You really can enjoy just half a cookie for dessert or a few chips for a snack. You can navigate big holiday dinners without anxiety, and you can put the word comfort back in “comfort food.” You can also go to a party where dozens of foods are being presented, and you can feel a sense of freedom that comes from knowing that you’re not going to overdo it. You can eat smaller portions and paradoxically create more satisfaction.
You may not be able to do all of this today and you may not be able to do it by next week or next month, but you can learn and practice important skills that will eventually make the kinds of experiences that I just described your norm rather than the exception. You can drop pounds, and keep them off, without feeling deprived and without missing out on everything you love about eating.

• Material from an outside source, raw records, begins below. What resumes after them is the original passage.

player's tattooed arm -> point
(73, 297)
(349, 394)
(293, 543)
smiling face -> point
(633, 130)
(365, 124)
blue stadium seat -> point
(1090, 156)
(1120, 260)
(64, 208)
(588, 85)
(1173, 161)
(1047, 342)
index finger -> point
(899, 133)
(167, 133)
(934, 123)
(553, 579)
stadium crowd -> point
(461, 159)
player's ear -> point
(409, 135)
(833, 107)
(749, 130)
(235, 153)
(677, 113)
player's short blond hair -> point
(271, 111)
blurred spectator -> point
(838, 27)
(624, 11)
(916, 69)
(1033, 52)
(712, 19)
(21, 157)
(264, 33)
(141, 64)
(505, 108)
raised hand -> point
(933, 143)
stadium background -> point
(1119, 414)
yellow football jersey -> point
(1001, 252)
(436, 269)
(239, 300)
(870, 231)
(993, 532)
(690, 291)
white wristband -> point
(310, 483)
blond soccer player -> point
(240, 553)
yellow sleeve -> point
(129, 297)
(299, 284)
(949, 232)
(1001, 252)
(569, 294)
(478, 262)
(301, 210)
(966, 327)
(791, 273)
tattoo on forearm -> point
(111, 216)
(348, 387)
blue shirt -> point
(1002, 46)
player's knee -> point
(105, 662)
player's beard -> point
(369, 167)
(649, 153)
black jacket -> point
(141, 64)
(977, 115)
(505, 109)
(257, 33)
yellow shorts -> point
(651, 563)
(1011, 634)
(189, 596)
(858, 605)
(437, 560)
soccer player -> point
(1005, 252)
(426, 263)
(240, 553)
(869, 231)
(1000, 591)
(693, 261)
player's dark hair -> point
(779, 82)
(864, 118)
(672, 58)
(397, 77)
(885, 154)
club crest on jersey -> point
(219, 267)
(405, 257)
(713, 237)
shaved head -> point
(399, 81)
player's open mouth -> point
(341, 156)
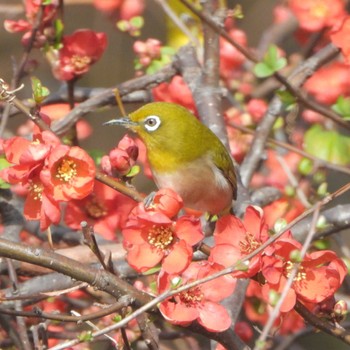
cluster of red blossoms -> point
(70, 56)
(50, 172)
(154, 238)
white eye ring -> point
(152, 123)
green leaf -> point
(322, 244)
(328, 145)
(295, 256)
(262, 70)
(287, 99)
(59, 27)
(123, 25)
(270, 64)
(40, 92)
(175, 282)
(305, 166)
(342, 107)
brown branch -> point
(100, 279)
(298, 76)
(37, 313)
(107, 97)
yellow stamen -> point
(160, 237)
(67, 170)
(249, 244)
(36, 190)
(191, 297)
(95, 208)
(80, 62)
(301, 275)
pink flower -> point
(234, 239)
(151, 237)
(80, 51)
(200, 303)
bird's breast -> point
(201, 185)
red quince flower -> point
(257, 310)
(121, 158)
(127, 8)
(314, 15)
(27, 156)
(106, 209)
(234, 239)
(39, 205)
(151, 237)
(199, 303)
(340, 38)
(80, 50)
(29, 159)
(319, 276)
(69, 173)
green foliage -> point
(167, 53)
(322, 244)
(295, 256)
(287, 99)
(133, 171)
(342, 107)
(40, 92)
(96, 155)
(59, 27)
(305, 166)
(328, 145)
(270, 64)
(132, 26)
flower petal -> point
(142, 257)
(178, 259)
(214, 317)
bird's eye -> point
(152, 123)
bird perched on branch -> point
(185, 156)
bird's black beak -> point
(126, 122)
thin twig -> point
(223, 272)
(276, 310)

Rather than having a relationship with pain and anxiety, you can cultivate a relationship with flavor, nourishment, and satisfaction. You’ll reconnect to savoring and enjoying, to letting go of the struggle, and to welcoming the taste and the pleasure of eating. It’s possible. The Joy of Half a Cookie will show you how.
Let’s get started.
CHAPTER TWO
Cultivating the Habit of Mindful Eating
The Joy of Half a Cookie is based on several decades of research—completed by myself and others—that has explored the psychological influences on overeating. It includes a blend of many different approaches, yet mindfulness serves as the foundation for the entire plan.
Mindfulness may be a new catch phrase, but it points toward a universal truth: Much of our struggle and suffering in life comes from over-attachment to things we think we want, linked with fear of things that might cause problems. Mindfulness allows us to release some of that struggle by simply observing this reactive self and considering other possibilities.
And mindfulness is for everyone. Though it draws from ancient Buddhist practices, it’s something we can all do—regardless of our spiritual beliefs—if we just stop, pay attention, and cultivate awareness and appreciation of the moment rather than just reacting. The mindfulness seed is within you. It is a basic human capacity. All you need is the intention to cultivate it. Mindfulness isn’t something that requires many years of study. You don’t need to believe in reincarnation or karma. Nor must you have a yoga mat or sit cross-legged on the floor to do it. I’ve taught mindfulness to people of all backgrounds and religions. No matter your current issues with food or weight and no matter your religious beliefs, mindfulness practice can help you transform your relationship with food and your body.
Try This Now
You may worry that you don’t have what it takes to be mindful. Let me reassure you. You’ve been mindful before, many times throughout your life. Now think back over your day, your week, or your month. Have you stopped and appreciated a sunset or beautiful rainbow? Or looked into the face of a baby? Or stopped to smell a flower? If not, then find one this week. You don’t have to put words to the experience or judge it or worry about how you are going to respond. You are just there. When this happens, that’s mindfulness.
What Is Mindfulness?
When you practice mindfulness, you don’t try to become mindful of every single experience, but you do focus on the ones that matter the most. You deliberately pay attention, without judgment, both to your inner world—your bodily sensations (such as hunger and taste, among many others), your emotions, your thoughts—and to your outer world (for instance, the nutrition value of that favorite snack food in front of you).